Les suites contradictoires de l'incendie de la foret brésilienne
L’incendie majeur, accidentel ou intentionnel, qui a ravagé la forêt durant le mois d’août 2019, apparait comme un tournant dans l’affrontement qui oppose le capitalisme et l’écologie, dans la protection de l’écosystème amazonien (13).

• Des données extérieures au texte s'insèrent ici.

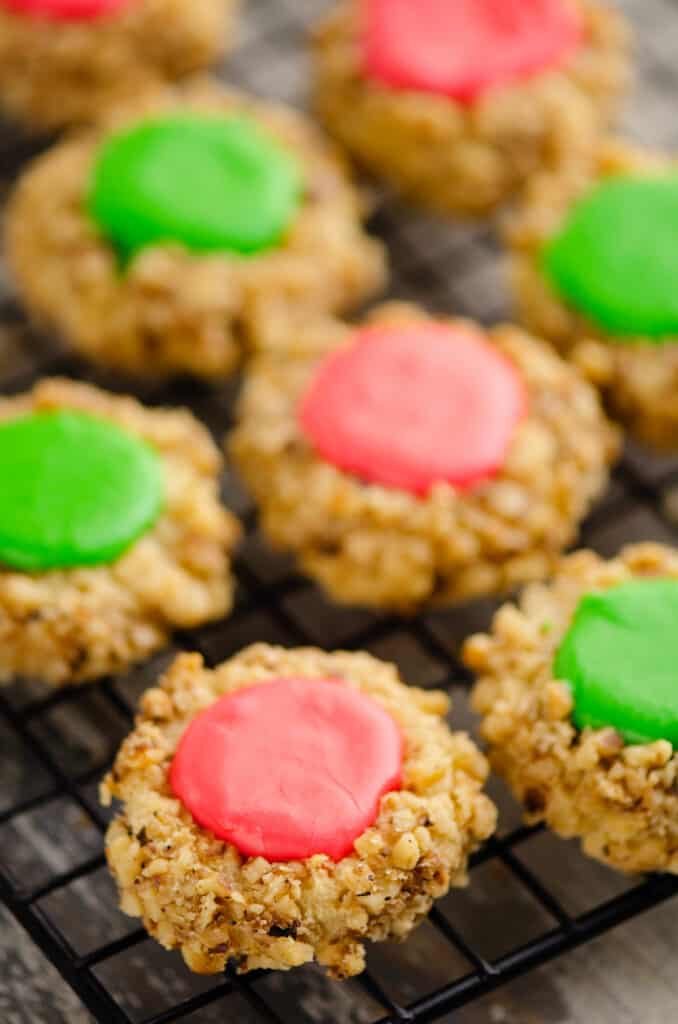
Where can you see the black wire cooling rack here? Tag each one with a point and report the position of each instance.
(532, 896)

D’une part, cette catastrophe est une aubaine sérieuse pour l’industrie agro-alimentaire et l’industrie minière. En effet, chaque hectare ainsi déboisé devient un nouvel espace exploitable pour accroître l’exploitation, sans s’exposer à toute forme de contestation ou d’opposition a posteriori. La recrudescence de ces incendies en 2019 et la présidence brutale de Bolsonaro laissent subodorer le recours à une méthode directe et radicale pour anéantir l’essence même du combat mené par la société civile indigène en faveur d’une exploitation économique libre du sol amazonien.
Cependant, ces événements pourraient paradoxalement accentuer la pression exercée par la société indigène et écologique sur le gouvernement brésilien, et surtout sur les entreprises impliquées dans l’exploitation de l’Amazonie. Ce renforcement de l’attention sur le sujet pourrait aboutir à une véritable législation sanctionnant les multinationales dans le cadre d’abus aux droits de l’homme. Celle-ci pourrait voir le jour dans le cadre d’un projet de traité international sur les multinationales et les droits humains, initié par le Conseil des Droits de l’homme de l’ONU. Sur la même lancée, l’Union Européenne pourrait se doter d’une directive, suivant l’exemple donnée par la France par sa loi sur le devoir de vigilance des multinationales de 2017 (14). Enfin, les activistes tentent de faire pencher la balance en faveur de l’inscription protectrice de la totalité de l’écosystème amazonien au patrimoine mondial de l’UNESCO(15).